A step along, route your AI through a private deployment — Cohere in your own cloud, or any model on Bedrock with regions pinned and zero-retention set — so the data stays inside your walls even if the engine is foreign. At the far end, run open-weight models (Mistral’s Apache-licensed range, or Llama within its community-licence limits) on UK or EU infrastructure, and own the boundary outright — paying for it in hosting, security and GPU bills.
What this category adds to the series is the reminder that sovereignty has layers. You can hold the application, lose the model; hold the model, lose the chip. The UK’s own supercomputer makes the point: British data, British operator, American silicon. The practical move is not purity but knowing, at each layer, whose hand is on the switch — and the AI features now embedded across your stack are the layer where that hand changed most recently, and most quietly.
Sources
All facts are taken from each provider’s own published documentation — privacy, enterprise-data, licensing and trust pages — and from UK government guidance, read directly during June 2026. One primary reference per entity.

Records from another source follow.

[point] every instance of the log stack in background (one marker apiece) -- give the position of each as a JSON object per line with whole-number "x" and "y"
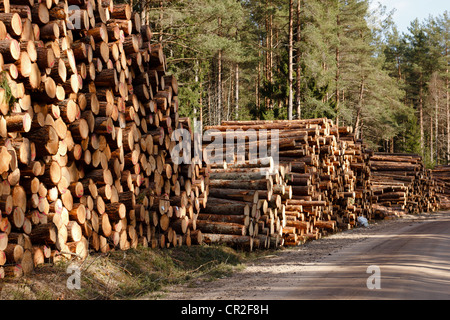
{"x": 401, "y": 185}
{"x": 321, "y": 181}
{"x": 441, "y": 175}
{"x": 87, "y": 113}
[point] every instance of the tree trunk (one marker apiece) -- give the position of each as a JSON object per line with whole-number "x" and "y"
{"x": 298, "y": 55}
{"x": 338, "y": 23}
{"x": 291, "y": 60}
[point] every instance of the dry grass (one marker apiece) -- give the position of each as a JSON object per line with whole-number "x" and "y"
{"x": 130, "y": 274}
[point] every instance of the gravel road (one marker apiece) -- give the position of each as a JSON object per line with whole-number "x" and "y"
{"x": 412, "y": 255}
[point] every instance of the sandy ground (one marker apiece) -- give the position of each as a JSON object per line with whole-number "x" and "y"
{"x": 412, "y": 255}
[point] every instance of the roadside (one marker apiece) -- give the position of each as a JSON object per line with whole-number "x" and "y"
{"x": 273, "y": 276}
{"x": 189, "y": 273}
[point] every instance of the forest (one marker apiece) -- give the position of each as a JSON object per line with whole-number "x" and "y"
{"x": 296, "y": 59}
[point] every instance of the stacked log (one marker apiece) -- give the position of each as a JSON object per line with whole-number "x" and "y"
{"x": 244, "y": 207}
{"x": 401, "y": 185}
{"x": 87, "y": 115}
{"x": 318, "y": 183}
{"x": 441, "y": 177}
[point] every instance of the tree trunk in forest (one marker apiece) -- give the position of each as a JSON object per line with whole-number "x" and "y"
{"x": 422, "y": 146}
{"x": 237, "y": 92}
{"x": 219, "y": 80}
{"x": 358, "y": 113}
{"x": 298, "y": 55}
{"x": 338, "y": 23}
{"x": 291, "y": 60}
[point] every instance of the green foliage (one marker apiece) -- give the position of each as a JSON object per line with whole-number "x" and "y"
{"x": 380, "y": 75}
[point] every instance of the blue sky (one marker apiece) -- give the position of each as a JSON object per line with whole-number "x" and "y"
{"x": 408, "y": 10}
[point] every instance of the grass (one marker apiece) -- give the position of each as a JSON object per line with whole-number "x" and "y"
{"x": 131, "y": 274}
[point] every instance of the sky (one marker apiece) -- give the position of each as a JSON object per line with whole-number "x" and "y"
{"x": 407, "y": 10}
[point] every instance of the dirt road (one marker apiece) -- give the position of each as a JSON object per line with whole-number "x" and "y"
{"x": 412, "y": 256}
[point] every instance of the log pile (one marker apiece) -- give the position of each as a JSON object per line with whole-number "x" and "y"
{"x": 321, "y": 179}
{"x": 401, "y": 185}
{"x": 87, "y": 113}
{"x": 441, "y": 176}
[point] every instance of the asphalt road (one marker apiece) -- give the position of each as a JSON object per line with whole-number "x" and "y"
{"x": 411, "y": 256}
{"x": 410, "y": 263}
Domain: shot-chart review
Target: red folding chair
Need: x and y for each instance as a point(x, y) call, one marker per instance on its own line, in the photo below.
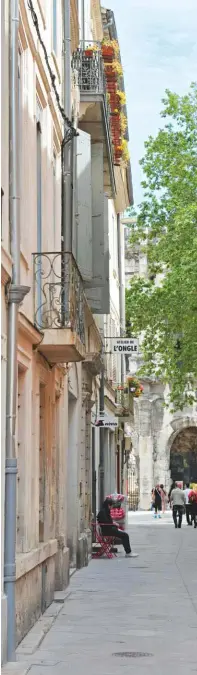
point(105, 542)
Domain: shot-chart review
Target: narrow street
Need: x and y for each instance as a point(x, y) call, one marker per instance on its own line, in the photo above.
point(139, 615)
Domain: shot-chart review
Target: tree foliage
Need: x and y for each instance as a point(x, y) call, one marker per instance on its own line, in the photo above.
point(163, 306)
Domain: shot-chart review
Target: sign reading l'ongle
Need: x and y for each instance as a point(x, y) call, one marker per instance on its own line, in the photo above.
point(125, 346)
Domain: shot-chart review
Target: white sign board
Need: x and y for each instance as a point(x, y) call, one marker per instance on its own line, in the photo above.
point(106, 422)
point(128, 346)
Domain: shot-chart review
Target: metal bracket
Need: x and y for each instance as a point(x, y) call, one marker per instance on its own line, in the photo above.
point(16, 294)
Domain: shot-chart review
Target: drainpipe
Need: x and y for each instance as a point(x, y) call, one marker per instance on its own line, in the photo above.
point(122, 328)
point(15, 295)
point(121, 295)
point(67, 150)
point(102, 439)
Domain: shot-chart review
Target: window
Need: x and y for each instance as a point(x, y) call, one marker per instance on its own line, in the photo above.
point(39, 206)
point(54, 198)
point(2, 194)
point(55, 26)
point(19, 139)
point(39, 189)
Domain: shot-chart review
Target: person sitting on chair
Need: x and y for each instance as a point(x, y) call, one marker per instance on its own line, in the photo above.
point(110, 529)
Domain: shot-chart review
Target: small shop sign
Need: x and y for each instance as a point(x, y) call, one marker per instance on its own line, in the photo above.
point(129, 346)
point(106, 422)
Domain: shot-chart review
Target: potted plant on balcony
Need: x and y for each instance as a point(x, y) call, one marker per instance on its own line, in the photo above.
point(109, 50)
point(125, 152)
point(135, 388)
point(122, 96)
point(90, 50)
point(123, 122)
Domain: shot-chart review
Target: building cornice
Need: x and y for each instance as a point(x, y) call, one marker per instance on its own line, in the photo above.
point(6, 266)
point(28, 330)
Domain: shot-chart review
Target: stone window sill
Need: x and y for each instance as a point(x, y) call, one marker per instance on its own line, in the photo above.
point(25, 562)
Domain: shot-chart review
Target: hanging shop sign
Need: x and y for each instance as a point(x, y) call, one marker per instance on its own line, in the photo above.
point(128, 346)
point(106, 422)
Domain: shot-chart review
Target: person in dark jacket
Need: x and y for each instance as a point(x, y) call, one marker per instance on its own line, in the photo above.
point(111, 529)
point(157, 501)
point(172, 488)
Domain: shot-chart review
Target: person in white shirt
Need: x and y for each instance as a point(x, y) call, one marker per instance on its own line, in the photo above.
point(187, 506)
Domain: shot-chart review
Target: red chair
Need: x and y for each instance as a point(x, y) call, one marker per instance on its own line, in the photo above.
point(105, 542)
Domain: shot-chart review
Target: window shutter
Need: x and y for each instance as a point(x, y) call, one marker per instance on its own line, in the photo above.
point(84, 206)
point(99, 297)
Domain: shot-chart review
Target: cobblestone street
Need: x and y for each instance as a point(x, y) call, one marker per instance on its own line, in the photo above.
point(131, 615)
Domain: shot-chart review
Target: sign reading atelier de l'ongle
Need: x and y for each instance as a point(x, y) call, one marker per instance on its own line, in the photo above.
point(128, 346)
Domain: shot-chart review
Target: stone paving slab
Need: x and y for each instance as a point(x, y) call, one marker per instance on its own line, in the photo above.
point(128, 615)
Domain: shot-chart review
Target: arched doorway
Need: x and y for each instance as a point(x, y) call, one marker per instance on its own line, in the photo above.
point(183, 456)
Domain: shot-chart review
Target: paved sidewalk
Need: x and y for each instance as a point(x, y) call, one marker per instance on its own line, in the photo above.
point(128, 615)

- Microsoft — Data, Privacy, and Security for Microsoft 365 Copilot (EU Data Boundary; “Anthropic models are out of scope for the EU Data Boundary”; Anthropic subprocessor from 7 January 2026), updated 9 March 2026: https://learn.microsoft.com/en-us/copilot/microsoft-365/microsoft-365-copilot-privacy
- Anthropic — Commercial Terms of Service (contracting entity Anthropic Ireland, Limited for UK/EEA/Switzerland under Irish governing law; ultimate parent Anthropic, PBC, USA; “Anthropic may not train models on Customer Content from Services”), effective 17 June 2025: https://www.anthropic.com/legal/commercial-terms
- OpenAI — Enterprise privacy (no training on business data by default; customer owns inputs/outputs; ≤30-day API retention; zero-data-retention option), updated 8 January 2026: https://openai.com/enterprise-privacy/
- Google Cloud — Vertex AI / Gemini data governance and zero data retention (contractual restriction on training on customer data; zero-data-retention path for qualifying workflows; default short-term retention for abuse monitoring unless ZDR configured): https://docs.cloud.google.com/gemini-enterprise-agent-platform/resources/zero-data-retention [Note: Google’s data-governance pages are JavaScript-rendered; specific retention-window figures were not confirmable from a clean primary fetch this session and over-specific claims have been softened accordingly.]

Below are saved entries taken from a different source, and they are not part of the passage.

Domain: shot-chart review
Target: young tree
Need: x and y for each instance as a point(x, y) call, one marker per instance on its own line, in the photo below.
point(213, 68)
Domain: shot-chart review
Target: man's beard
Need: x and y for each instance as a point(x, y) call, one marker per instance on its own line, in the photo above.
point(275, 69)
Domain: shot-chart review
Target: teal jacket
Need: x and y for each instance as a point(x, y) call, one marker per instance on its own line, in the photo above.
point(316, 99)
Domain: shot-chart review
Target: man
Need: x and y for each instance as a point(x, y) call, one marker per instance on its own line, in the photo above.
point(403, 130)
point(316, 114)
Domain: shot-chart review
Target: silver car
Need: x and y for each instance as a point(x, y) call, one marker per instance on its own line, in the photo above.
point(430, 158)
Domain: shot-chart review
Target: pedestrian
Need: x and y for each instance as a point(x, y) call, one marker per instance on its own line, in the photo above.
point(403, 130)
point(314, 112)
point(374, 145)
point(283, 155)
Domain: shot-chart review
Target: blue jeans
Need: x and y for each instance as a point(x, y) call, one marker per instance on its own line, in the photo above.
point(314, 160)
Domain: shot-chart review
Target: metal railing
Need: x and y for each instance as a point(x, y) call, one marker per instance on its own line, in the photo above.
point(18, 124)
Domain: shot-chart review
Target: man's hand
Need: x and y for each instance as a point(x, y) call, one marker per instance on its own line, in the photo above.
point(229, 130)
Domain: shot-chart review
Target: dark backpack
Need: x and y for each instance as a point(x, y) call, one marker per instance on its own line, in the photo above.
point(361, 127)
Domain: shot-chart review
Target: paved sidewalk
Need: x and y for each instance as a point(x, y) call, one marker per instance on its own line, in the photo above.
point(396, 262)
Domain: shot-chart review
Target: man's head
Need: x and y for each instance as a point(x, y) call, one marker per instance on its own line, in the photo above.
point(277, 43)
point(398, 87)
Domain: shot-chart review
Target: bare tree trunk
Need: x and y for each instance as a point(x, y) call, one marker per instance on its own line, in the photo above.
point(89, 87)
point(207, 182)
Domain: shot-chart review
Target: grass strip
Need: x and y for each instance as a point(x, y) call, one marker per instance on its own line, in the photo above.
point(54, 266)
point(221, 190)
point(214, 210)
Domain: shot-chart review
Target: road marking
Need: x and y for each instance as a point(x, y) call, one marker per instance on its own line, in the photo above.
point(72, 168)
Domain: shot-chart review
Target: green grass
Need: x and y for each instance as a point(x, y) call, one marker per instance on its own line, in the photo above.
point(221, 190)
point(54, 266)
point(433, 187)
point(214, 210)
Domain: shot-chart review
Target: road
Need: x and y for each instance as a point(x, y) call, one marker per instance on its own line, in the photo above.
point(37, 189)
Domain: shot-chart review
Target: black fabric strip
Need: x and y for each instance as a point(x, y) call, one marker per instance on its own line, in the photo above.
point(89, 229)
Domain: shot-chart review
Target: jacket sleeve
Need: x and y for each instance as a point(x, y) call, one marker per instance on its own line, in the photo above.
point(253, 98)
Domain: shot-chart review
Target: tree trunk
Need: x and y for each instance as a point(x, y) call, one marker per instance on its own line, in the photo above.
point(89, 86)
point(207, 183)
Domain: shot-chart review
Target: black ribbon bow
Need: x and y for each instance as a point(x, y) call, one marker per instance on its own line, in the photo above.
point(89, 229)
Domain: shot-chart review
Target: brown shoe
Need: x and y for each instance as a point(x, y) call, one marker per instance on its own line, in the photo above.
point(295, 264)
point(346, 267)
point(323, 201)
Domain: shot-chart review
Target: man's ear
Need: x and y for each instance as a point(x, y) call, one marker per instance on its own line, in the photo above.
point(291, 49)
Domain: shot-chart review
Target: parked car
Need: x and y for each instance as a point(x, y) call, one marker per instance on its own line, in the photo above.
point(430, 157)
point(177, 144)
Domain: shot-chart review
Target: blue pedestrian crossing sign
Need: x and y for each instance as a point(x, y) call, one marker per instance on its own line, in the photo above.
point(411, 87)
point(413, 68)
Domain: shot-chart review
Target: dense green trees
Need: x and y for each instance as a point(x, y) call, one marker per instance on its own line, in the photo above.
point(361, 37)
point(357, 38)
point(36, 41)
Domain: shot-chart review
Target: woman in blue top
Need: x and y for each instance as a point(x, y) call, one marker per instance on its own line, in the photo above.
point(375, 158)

- Amazon Web Services — Amazon Bedrock data protection (model providers have no access to customer prompts and completions; shared-responsibility model): https://docs.aws.amazon.com/bedrock/latest/userguide/data-protection.html
- Meta — Llama 4 Community License Agreement (royalty-free limited licence; “Built with Llama”; 700 million monthly-active-user threshold requires a separate Meta licence; California governing law), effective 5 April 2025: https://www.llama.com/llama4/license/
- Mistral AI — Mistral Small 3 announcement (general-purpose models released under Apache 2.0; weights free to download, modify and use in any capacity), 30 January 2025: https://mistral.ai/news/mistral-small-3/
- Mistral AI — Mistral Large 2 (“Large Enough”) announcement (flagship released under the Mistral Research License, research/non-commercial only; commercial self-deployment requires a paid Mistral Commercial Licence), 24 July 2024: https://mistral.ai/news/mistral-large-2407/
- Cohere — AI Security and Data Protection (private deployment via VPC / on-premises / Model Vault; opt out of model training; “We won’t have access to your computing infrastructure or data”): https://cohere.com/security
- UK Government (DSIT / UKRI) — AIRR advanced supercomputers for the UK (Isambard-AI: 5,448 Nvidia GH200 Grace-Hopper superchips supplied by HPE, operated by the University of Bristol; Dawn: 1,024 Intel GPUs; c.£350m by 2030; £1bn twentyfold scale-up announced January 2025; UK-only project access), updated 4 June 2026: https://www.gov.uk/government/publications/ai-research-resource/airr-advanced-supercomputers-for-the-uk
Research notes: all facts from providers’ own published documentation — privacy, enterprise-data, licensing and trust pages — and from UK government guidance, read directly during June 2026. Supplier lists, data boundaries and model licences change; check the current documents before relying on them. This article reflects the opinions of the Information Matters team — human and AI — and should not be considered statements of fact.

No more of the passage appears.